— C’est en effet, dit le professeur, une île volcanique et M. Van den Brooks a raison de croire qu’elle se rattache à l’archipel océanien.

— Découverte, articula lentement le marchand de cotonnades, je l’ai découverte. Sentez-vous la force de ce mot, comprenez-vous tout ce qu’il représente ? Je sais maintenant de quelle formidable ivresse dut défaillir l’âme de Magellan, lorsque sa caravelle fendit les eaux vierges du Pacifique. Dans ce vieil univers pourri, où grouillent toutes les vermines de la corruption, où tout est souillé, où tout est flétri, où les sèves sont anémiées, où le printemps est sans vigueur, où tout, même les arbres, même l’humus nourricier, s’épuise de décrépitude et de sénilité, retrouver l’Éden luxuriant et le jeune visage de la vie ! Sentez-vous cela ? Le sentez-vous ?

— Je comprends, dit Helven, ému malgré lui par cet homme qui semblait à la fois un prodigieux acteur et un prophète inspiré (les deux d’ailleurs se concilient).

— Je comprends aussi, dit Marie Erikow que l’attitude d’Helven inquiétait.

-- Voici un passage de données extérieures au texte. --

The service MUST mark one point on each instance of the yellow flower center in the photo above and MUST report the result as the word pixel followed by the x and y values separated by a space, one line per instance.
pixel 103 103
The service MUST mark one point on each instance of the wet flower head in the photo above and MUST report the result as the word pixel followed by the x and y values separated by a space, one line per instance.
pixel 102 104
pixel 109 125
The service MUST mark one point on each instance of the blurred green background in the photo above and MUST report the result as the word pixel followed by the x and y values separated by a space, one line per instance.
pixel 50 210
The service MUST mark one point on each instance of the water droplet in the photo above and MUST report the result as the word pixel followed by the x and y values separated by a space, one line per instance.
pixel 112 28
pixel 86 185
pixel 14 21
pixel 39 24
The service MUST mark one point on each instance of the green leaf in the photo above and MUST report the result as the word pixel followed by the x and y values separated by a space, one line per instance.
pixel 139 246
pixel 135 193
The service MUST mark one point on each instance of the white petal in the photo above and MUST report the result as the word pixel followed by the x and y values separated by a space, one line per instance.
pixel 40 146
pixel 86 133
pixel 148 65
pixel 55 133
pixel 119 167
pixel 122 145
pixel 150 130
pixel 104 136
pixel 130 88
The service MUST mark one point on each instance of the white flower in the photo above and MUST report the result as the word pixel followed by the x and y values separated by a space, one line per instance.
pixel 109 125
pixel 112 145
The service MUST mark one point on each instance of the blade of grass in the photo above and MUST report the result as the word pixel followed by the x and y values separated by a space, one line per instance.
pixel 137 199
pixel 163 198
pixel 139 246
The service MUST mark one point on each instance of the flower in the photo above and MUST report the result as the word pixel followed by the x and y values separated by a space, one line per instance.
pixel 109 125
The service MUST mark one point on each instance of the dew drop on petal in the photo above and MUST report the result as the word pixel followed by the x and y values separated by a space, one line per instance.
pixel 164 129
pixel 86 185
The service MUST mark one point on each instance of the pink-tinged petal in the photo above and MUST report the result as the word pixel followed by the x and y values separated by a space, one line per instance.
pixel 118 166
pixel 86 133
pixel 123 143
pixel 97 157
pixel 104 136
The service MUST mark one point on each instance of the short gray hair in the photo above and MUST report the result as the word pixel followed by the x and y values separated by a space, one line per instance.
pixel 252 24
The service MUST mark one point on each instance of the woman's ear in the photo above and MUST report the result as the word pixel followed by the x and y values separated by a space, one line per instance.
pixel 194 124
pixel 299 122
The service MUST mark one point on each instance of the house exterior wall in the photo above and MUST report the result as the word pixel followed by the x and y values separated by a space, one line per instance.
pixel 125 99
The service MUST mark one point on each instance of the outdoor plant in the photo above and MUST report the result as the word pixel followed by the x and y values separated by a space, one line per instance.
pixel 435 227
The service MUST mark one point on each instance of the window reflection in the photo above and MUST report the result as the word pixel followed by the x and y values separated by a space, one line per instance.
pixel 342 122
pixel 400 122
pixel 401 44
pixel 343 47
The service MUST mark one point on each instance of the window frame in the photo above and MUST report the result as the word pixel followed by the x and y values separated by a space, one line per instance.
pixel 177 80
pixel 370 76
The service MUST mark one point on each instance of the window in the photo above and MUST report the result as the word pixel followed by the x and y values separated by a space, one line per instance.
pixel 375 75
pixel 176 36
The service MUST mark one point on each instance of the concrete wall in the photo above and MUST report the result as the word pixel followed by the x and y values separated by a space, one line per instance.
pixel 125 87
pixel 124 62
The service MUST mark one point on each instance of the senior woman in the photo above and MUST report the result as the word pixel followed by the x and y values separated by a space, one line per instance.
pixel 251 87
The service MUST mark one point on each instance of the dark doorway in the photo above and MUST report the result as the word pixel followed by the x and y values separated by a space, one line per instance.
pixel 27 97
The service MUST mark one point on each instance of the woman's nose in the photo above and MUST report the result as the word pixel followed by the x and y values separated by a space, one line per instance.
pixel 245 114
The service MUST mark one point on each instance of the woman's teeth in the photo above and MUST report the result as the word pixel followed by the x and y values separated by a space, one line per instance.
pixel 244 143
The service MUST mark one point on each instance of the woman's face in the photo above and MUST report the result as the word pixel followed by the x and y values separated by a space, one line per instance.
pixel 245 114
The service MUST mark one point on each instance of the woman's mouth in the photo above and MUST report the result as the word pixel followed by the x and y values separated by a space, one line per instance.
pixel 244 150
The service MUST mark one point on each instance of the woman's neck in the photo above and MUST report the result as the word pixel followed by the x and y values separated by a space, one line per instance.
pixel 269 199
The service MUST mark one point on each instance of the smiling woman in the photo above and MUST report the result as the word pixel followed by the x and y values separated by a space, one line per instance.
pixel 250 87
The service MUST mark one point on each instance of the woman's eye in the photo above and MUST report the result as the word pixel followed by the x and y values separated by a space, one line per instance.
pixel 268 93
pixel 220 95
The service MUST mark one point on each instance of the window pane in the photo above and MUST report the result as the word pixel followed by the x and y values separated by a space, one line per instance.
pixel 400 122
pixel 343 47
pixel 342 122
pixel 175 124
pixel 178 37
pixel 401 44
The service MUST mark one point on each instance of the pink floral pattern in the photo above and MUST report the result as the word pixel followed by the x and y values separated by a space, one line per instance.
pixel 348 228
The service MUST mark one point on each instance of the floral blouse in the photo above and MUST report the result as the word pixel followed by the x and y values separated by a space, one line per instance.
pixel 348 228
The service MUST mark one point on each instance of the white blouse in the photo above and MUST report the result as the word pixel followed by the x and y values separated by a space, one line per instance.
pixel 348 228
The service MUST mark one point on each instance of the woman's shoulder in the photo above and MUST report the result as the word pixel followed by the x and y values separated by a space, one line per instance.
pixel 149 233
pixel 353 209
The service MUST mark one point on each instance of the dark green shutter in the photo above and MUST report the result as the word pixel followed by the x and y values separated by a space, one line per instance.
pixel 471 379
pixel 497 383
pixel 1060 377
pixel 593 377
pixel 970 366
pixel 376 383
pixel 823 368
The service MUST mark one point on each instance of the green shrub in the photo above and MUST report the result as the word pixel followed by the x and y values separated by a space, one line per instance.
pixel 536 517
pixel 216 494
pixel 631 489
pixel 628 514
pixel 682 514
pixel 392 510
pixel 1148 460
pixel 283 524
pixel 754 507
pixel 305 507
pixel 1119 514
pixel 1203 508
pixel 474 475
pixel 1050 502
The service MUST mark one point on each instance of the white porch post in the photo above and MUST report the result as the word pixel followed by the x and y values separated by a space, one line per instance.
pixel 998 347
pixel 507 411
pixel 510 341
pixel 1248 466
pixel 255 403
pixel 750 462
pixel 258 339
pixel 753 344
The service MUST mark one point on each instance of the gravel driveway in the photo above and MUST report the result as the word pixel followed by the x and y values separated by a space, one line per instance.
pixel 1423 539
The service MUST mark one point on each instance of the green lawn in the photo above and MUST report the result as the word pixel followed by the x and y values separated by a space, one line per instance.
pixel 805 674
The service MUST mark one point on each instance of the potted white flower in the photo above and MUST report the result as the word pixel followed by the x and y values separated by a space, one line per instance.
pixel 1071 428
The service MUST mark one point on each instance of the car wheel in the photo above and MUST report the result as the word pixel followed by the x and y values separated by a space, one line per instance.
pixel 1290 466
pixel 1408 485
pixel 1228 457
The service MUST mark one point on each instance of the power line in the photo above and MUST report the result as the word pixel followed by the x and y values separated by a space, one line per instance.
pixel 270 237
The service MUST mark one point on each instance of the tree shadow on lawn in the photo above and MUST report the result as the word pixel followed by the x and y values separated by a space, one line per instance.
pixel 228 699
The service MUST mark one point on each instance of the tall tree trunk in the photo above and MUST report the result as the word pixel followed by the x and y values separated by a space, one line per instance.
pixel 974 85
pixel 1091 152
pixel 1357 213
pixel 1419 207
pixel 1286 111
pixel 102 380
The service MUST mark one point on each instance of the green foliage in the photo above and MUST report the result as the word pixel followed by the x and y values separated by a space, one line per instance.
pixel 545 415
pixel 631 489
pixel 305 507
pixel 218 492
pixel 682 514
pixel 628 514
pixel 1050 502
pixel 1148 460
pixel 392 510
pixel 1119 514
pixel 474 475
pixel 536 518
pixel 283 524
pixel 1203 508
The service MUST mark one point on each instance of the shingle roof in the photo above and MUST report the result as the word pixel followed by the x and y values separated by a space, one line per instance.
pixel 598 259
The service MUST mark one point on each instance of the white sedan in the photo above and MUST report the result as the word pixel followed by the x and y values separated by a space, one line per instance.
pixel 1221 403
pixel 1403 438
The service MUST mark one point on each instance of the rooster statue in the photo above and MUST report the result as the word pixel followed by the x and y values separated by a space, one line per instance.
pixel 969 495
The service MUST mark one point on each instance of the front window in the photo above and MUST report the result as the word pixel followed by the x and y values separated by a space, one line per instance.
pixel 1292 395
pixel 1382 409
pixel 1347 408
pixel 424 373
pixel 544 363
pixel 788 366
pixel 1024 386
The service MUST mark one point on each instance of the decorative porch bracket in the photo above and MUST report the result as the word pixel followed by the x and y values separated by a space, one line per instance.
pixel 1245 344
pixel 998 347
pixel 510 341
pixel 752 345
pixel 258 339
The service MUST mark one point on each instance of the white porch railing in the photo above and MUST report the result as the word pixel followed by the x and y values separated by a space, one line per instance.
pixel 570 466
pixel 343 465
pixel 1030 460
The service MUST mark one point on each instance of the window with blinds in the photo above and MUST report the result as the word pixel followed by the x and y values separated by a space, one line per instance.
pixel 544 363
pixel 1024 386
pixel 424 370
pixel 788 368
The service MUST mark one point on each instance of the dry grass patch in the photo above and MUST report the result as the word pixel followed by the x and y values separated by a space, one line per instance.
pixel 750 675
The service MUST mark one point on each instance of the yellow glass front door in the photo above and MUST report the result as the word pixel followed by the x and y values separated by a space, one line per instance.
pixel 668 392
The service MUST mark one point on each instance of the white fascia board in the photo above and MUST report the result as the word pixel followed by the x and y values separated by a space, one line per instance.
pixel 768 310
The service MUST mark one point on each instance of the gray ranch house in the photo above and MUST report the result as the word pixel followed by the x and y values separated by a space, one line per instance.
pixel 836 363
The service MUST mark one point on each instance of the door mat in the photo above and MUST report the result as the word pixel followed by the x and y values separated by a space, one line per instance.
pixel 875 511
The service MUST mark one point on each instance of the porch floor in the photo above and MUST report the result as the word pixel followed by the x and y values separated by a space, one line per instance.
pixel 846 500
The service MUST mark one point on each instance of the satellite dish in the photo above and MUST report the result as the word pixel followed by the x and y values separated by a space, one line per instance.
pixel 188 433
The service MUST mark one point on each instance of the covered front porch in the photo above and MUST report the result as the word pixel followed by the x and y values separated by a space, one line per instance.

— Mais, demanda Tramier, comment l’avez-vous découverte ?

— Ce ne fut pas seulement le hasard. Je la cherchais. Je savais qu’il devait y avoir dans quelque coin du globe une terre à moi réservée. J’ai toujours cru à ma mission et à mon étoile. Ma mission était de découvrir mon peuple, d’instaurer mon règne : je ne lui ai point failli.

« Je montais alors un sloop : le Swallow, l’Hirondelle, si vous voulez. Un bon bâtiment pour ces parages. Je n’avais pas encore le Cormoran. Si je trafiquais d’ambre gris, de corail rose, d’épices ou de toute autre marchandise, que vous importe ! Acheter ou vendre, qu’est-ce que cela ? Voler ou prêcher, flibustier ou missionnaire, baptiser ou empaler : qu’est-ce que cela ? Il n’y a que la mission qui compte.

« Je savais qu’il y avait dans cette région du Grand Océan des îles — une tout au moins — que les navigateurs les plus illustres n’avaient pas reconnues. J’ai lu tous leurs récits, étudié tous leurs mémoires, toutes leurs cartes. Et dans cette étude solitaire, sous la lampe vacillante accrochée au plafond de ma cabine, je revivais les minutes glorieuses que connurent ces Puissants. Ainsi mon imagination enfiévrée m’a fait suivre Schouten qui découvrit Honden ou l’île des Chiens, car il y a là des chiens qui n’aboient pas ; Quiros, lorsqu’il fonda Jérusalem-la-Neuve ; Rooggewen qui aperçoit dans la clarté de l’aube une île qu’il nomme Aurore et le même jour, au crépuscule, une autre île qu’il nomme Vêpre ; Dampier qui frémit devant l’Ile Brûlante d’où sort un mugissement pareil au bruit du tonnerre, et tant d’autres, capitaines de navire, boucaniers, flibustiers, savants, tous partis à la conquête du monde. Et les lions marins escortent leurs galères ; des sauvages noirs ou cuivrés s’empressent autour d’eux, leur offrant des présents inconnus, grimaçant de leurs faces peintes.

« J’enviais les conquistadors. Mais une amertume me venait à lire le récit de tant d’exploits. Qu’avaient-ils fait de leurs conquêtes ? Docilement livré à la cupidité mesquine, à la brutalité aveugle de leurs rois, de leurs empereurs qui, à leur tour, cédèrent les forêts embaumées, les récifs de coraux et les filles sauvages de ces îles, vêtues d’étoffes plus douces que la soie, à d’immondes commis, à de fétides trafiquants. Issue misérable de tant d’épopées.

« Une voix m’appela ; une étoile me conduisit.